Pseudo Random Numbers

This applet introduces the concept of numbers that seem random but are actually generated by determinate processes. In this model, various types of complicated mathematical functions generate "random" numbers starting from a certain "seed", which helps to ensure that you get different random numbers each time you run the model. Oddly enough, despite the fact that random numbers are inherently unpredictable, it is actually possible to analyze and rate the "randomness" of different functions. One of the most common ways to do so is through frequency analysis: in true random numbers, the quantity of each digit and string of digits should be exactly what is predicted by statistics. This model is a great way to introduce the fact that, while DNA can seem random at first glance, deeper analysis clearly reveals how it differs from "random" data.
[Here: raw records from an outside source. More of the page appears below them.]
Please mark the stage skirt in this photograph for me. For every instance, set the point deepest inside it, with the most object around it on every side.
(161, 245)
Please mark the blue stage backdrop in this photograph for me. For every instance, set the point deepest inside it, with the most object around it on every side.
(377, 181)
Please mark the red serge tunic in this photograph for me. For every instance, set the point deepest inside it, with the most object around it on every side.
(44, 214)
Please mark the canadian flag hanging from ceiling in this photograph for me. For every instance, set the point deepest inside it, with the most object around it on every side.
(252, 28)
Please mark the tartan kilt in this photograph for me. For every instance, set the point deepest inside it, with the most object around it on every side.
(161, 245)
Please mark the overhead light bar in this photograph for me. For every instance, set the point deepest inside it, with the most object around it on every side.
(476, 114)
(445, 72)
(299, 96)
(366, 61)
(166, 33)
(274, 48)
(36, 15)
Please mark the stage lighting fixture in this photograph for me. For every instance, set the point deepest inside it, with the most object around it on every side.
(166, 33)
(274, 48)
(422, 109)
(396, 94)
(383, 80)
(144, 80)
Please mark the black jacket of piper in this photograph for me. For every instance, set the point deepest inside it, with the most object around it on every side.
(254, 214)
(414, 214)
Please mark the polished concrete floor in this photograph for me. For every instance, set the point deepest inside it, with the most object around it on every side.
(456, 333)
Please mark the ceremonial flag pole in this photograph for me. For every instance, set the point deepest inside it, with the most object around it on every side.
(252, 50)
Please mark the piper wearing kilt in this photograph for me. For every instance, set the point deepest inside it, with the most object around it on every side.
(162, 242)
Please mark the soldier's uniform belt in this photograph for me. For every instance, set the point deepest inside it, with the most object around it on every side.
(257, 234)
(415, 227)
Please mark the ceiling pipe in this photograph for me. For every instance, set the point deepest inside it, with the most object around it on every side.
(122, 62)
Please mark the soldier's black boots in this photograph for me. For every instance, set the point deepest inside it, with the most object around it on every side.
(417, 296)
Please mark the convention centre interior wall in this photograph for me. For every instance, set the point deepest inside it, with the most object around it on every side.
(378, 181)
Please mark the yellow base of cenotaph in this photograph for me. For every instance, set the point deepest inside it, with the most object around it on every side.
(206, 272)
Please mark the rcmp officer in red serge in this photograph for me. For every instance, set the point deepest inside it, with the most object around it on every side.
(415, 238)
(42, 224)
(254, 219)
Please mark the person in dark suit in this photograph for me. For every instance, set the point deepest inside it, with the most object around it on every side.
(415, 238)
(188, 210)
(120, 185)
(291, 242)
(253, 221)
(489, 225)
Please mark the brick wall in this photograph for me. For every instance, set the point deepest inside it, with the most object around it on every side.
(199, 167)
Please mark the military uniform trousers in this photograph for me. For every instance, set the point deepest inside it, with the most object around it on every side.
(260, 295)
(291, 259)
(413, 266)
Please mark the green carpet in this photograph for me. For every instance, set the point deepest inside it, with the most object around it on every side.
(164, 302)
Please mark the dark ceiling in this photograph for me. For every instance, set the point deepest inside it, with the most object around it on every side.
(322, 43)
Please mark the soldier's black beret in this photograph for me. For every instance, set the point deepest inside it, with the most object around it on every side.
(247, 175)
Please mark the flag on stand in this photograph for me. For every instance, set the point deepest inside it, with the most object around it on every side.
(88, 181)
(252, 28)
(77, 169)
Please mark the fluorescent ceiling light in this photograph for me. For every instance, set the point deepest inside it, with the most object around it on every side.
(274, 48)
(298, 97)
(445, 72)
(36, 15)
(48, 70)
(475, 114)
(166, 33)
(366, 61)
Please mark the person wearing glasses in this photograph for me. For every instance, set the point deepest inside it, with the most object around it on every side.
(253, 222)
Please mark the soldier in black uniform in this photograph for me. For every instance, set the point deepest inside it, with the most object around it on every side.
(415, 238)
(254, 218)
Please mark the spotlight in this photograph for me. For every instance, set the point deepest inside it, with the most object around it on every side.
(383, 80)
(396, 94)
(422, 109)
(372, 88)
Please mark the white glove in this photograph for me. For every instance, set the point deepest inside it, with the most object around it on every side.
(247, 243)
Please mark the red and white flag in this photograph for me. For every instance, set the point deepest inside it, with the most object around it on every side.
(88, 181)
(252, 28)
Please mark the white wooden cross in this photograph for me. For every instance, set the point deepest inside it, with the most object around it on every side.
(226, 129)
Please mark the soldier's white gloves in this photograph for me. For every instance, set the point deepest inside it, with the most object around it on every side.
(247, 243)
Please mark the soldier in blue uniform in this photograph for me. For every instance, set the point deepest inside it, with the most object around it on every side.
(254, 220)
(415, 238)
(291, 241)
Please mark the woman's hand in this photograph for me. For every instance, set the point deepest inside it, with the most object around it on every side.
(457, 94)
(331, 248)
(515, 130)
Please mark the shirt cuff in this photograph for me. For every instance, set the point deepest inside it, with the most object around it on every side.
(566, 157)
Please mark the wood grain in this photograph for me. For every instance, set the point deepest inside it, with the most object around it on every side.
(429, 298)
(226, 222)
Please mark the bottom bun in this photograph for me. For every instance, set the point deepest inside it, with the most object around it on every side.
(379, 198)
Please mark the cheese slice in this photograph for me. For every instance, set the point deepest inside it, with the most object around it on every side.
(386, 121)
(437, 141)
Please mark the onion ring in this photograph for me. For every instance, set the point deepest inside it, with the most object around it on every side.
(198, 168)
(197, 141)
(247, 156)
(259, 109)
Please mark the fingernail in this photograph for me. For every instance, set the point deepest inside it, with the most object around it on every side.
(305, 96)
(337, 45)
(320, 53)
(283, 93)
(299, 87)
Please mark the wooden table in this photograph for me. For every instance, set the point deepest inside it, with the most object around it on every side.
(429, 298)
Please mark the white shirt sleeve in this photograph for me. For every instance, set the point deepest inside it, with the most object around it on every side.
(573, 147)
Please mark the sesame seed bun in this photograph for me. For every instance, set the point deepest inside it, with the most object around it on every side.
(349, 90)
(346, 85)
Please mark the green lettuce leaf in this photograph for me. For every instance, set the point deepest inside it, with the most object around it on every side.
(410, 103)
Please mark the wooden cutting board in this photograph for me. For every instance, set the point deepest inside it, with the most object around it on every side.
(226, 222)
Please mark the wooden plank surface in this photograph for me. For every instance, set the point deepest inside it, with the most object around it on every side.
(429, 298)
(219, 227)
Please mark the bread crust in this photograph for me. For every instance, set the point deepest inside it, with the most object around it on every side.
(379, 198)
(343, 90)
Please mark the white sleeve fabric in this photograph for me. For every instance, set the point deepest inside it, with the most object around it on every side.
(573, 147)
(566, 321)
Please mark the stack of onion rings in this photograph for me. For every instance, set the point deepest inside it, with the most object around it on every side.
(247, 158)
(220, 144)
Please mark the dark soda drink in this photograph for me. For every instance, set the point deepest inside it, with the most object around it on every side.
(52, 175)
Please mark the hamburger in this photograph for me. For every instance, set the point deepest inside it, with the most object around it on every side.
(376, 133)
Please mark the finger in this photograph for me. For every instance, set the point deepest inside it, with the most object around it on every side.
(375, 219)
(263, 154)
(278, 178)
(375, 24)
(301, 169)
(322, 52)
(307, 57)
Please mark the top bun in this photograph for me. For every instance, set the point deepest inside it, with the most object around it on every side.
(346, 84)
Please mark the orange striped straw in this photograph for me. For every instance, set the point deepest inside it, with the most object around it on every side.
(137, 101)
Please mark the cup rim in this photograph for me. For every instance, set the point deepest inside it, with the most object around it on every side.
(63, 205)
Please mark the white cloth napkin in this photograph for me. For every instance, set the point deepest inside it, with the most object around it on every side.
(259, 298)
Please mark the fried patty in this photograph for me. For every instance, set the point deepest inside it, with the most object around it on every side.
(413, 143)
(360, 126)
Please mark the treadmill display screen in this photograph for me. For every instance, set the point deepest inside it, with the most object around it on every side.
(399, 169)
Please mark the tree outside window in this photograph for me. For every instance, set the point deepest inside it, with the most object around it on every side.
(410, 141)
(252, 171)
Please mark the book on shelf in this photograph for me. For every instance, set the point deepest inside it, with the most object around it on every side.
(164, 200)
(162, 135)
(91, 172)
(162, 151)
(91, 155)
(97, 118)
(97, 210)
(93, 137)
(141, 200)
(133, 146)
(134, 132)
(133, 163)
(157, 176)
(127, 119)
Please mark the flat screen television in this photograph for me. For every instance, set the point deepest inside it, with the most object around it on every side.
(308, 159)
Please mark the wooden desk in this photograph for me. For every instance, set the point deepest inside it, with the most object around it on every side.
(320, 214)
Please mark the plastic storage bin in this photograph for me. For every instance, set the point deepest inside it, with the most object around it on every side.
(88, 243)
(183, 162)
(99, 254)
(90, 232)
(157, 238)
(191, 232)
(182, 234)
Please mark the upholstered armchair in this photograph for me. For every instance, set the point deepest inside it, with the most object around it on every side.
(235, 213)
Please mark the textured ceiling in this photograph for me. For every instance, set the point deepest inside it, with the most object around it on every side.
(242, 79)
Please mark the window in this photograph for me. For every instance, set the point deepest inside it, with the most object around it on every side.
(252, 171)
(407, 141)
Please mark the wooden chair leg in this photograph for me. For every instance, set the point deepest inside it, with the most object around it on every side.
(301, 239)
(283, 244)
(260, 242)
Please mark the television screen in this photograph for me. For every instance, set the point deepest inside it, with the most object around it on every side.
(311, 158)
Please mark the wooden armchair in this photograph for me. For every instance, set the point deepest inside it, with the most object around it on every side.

Problematic Pattern in Random Noise

This applet challenges users to separate the signal from the noise in partially random data. Although the data has a component that is completely random and unpredictable, it also has a determinate component that can be isolated and modeled through regression equations. There are a number of important parallels between this model and DNA sequence analysis. Like the regression data, DNA contains random or partially random components due to mutations, measurement errors, and other environmental disturbances. However, it is important not to let the noise obscure the signal beneath, which is highly meaningful and significant. Though it is not possible to use a regression equation directly on DNA, many of the same principles apply, so this model is a great way to encourage students to start thinking about separating partially random data into a random and a non-random part.